Both failures reduce to the same architectural gap: agents operating without a validated, authoritative model of the system they are working in and the constraints they must respect.
What Most People Miss
The conversation about AI coding agent security tends to focus on prompt injection — getting an agent to do something it should not by embedding instructions in the input. Prompt injection is real and important. But the DryRun and CVE findings point to failure modes that are structurally more severe.
Authentication inconsistency is not an injection attack. It is the natural outcome of an agent that reasons locally without system-level context. The agent is doing exactly what it was asked to do — implement the feature, add authentication where the task specifies it. The gap is not in the agent's execution. It is in the task's specification and the agent's inability to independently verify that its implementation is globally consistent.
This is the same failure mode that shows up in multi-agent architectural drift (locally correct, globally inconsistent), in the DORA bug rate data (+9% bugs with 90% AI adoption), and in the MSR 2026 PR acceptance data (74.1% of agentic PRs accepted without modification). The pattern is consistent: agents optimize locally, miss globally, and the gap compounds at scale.
What is missing is not a better prompt or a better model. It is a system that maintains an authoritative understanding of the architecture — what patterns have been applied, where they must be applied, and what consistency rules must hold — and makes that understanding available to agents during development, not just to reviewers afterward.
What Successful Platforms Must Do
The DryRun findings define the requirement precisely: platforms that want to produce secure agent-built software need a constraint enforcement layer that checks security pattern consistency across the system, not just within individual files or PRs.
Concretely: when an agent adds authentication middleware to a REST endpoint, the constraint layer should check whether every other endpoint in that system that handles equivalent data has the same protection. Not by scanning the code. By maintaining a model of which security patterns are supposed to apply to which system components, and verifying that the model is satisfied.
This is the architectural verification use case — not abstract, not theoretical, but documented in a controlled study published yesterday with real applications and real vulnerability counts.
The platforms that embed this layer — queryable by the agent during development, not just by a scanner after the PR — will produce the self-correction behavior that made Codex's output better than its competitors.
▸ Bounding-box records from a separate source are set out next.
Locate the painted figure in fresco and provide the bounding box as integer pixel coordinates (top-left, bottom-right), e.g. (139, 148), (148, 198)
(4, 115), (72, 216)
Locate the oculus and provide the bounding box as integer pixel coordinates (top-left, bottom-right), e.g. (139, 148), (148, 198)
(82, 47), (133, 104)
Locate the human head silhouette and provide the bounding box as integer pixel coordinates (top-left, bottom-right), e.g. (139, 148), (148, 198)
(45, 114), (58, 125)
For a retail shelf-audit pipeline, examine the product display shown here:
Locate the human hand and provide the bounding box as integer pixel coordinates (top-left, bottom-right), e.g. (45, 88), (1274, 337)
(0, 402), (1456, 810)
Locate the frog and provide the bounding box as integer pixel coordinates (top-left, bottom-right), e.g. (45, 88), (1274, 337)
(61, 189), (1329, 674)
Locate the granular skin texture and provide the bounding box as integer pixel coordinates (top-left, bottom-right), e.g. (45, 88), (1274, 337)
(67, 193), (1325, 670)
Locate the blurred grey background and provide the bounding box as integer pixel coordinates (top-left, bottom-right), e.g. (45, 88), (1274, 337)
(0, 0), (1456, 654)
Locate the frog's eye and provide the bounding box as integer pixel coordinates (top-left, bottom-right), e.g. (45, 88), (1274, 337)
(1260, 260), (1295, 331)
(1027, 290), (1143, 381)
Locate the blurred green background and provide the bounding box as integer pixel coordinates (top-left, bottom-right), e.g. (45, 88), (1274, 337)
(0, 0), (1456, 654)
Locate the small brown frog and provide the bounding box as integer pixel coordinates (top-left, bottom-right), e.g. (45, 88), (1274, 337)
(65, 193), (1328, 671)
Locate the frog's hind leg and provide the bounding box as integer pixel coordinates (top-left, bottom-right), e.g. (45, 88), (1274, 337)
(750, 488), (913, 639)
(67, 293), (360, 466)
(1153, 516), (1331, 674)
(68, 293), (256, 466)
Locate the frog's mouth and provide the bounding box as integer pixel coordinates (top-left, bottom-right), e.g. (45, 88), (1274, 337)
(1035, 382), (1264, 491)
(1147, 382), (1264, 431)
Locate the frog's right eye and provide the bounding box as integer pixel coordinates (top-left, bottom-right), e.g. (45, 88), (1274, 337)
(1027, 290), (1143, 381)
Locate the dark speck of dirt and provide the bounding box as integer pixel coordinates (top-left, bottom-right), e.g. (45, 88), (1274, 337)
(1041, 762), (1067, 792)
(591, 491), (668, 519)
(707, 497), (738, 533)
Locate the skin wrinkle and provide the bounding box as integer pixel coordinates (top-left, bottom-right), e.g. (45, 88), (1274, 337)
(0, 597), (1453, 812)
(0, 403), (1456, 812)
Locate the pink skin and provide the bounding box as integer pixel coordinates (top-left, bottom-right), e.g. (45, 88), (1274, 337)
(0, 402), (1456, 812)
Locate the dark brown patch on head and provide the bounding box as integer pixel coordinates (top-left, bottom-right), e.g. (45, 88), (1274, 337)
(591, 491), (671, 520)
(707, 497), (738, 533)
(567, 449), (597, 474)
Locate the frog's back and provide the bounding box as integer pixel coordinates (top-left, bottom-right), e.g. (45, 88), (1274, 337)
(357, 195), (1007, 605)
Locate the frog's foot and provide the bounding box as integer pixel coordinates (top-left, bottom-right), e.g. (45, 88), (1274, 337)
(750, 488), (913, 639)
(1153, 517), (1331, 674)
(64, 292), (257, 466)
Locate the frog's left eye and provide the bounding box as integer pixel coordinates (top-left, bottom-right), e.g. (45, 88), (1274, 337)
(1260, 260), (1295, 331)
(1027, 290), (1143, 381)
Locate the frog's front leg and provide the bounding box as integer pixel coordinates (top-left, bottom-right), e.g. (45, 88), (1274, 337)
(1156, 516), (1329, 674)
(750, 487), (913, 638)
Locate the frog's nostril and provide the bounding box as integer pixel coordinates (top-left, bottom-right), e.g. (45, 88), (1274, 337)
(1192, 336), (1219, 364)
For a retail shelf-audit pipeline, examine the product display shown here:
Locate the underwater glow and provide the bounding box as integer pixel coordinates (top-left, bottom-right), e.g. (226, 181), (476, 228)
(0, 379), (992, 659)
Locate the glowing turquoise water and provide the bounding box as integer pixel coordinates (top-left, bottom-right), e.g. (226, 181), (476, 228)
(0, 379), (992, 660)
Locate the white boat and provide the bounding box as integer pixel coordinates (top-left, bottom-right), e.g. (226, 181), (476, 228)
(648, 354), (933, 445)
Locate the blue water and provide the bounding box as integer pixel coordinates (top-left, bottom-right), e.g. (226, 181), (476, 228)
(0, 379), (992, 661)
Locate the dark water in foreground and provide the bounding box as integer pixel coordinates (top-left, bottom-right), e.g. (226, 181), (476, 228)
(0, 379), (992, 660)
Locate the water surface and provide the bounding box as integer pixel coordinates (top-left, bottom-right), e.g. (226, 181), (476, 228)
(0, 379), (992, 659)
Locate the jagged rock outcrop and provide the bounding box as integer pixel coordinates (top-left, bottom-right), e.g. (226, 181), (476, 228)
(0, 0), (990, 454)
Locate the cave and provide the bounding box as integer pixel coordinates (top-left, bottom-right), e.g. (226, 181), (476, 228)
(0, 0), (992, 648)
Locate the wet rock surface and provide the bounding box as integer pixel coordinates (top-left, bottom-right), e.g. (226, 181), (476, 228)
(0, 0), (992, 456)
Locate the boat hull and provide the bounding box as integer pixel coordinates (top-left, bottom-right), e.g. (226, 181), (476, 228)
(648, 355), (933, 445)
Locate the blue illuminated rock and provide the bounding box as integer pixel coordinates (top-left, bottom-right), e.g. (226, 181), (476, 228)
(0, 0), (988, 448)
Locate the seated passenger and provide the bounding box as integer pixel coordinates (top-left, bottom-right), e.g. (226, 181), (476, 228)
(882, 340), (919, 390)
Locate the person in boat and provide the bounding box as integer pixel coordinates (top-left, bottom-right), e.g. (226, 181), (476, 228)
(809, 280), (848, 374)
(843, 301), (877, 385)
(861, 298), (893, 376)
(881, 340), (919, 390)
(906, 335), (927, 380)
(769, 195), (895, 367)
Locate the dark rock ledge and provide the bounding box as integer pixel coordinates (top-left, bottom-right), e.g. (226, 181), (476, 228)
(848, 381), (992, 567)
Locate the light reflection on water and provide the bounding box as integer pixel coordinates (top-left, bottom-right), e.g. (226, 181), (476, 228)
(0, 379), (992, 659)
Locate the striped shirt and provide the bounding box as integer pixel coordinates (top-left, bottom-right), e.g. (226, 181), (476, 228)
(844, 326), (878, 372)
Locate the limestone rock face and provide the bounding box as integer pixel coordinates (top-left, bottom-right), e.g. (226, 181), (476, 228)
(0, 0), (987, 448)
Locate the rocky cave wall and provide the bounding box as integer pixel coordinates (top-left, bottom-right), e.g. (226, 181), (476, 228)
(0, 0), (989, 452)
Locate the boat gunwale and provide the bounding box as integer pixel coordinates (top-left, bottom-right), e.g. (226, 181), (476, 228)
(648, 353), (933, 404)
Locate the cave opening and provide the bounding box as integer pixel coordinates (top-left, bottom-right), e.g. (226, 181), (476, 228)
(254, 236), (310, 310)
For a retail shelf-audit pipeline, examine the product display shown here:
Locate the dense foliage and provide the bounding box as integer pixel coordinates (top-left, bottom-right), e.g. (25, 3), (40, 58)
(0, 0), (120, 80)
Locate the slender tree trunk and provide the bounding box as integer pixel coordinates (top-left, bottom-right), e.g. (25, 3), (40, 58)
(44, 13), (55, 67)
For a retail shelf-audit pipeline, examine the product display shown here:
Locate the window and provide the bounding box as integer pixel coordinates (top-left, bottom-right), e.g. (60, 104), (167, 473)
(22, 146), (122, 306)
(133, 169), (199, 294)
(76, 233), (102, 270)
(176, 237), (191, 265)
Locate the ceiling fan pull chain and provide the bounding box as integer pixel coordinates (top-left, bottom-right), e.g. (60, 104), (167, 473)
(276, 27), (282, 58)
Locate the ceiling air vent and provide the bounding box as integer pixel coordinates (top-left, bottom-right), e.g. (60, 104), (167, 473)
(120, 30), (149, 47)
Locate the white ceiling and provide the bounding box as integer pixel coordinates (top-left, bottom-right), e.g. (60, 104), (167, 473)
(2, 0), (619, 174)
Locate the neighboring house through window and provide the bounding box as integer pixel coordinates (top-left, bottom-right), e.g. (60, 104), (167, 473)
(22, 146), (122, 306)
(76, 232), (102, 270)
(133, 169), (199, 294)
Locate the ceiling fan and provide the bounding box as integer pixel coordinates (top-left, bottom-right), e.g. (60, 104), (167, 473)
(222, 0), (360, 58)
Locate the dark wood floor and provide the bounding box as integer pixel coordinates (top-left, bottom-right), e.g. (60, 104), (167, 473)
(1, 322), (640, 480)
Not because of a better model. Because of a better architecture.
Where This Is Heading
The DryRun study will not be the last of its kind. As empirical evaluation of agent-built software becomes standard practice — which it will, following OWASP's Top 10 for Agentic Applications and the growing enterprise compliance pressure — the finding that no agent builds secure applications will become a procurement-level concern.
The organizations that address this proactively — by embedding architectural constraint enforcement and security consistency checking into their agent pipelines before the compliance requirements crystallize — will be in a different position than those that respond reactively.
The security evidence is now empirical. The architectural solution is known. The gap between them is the product that needs to be built.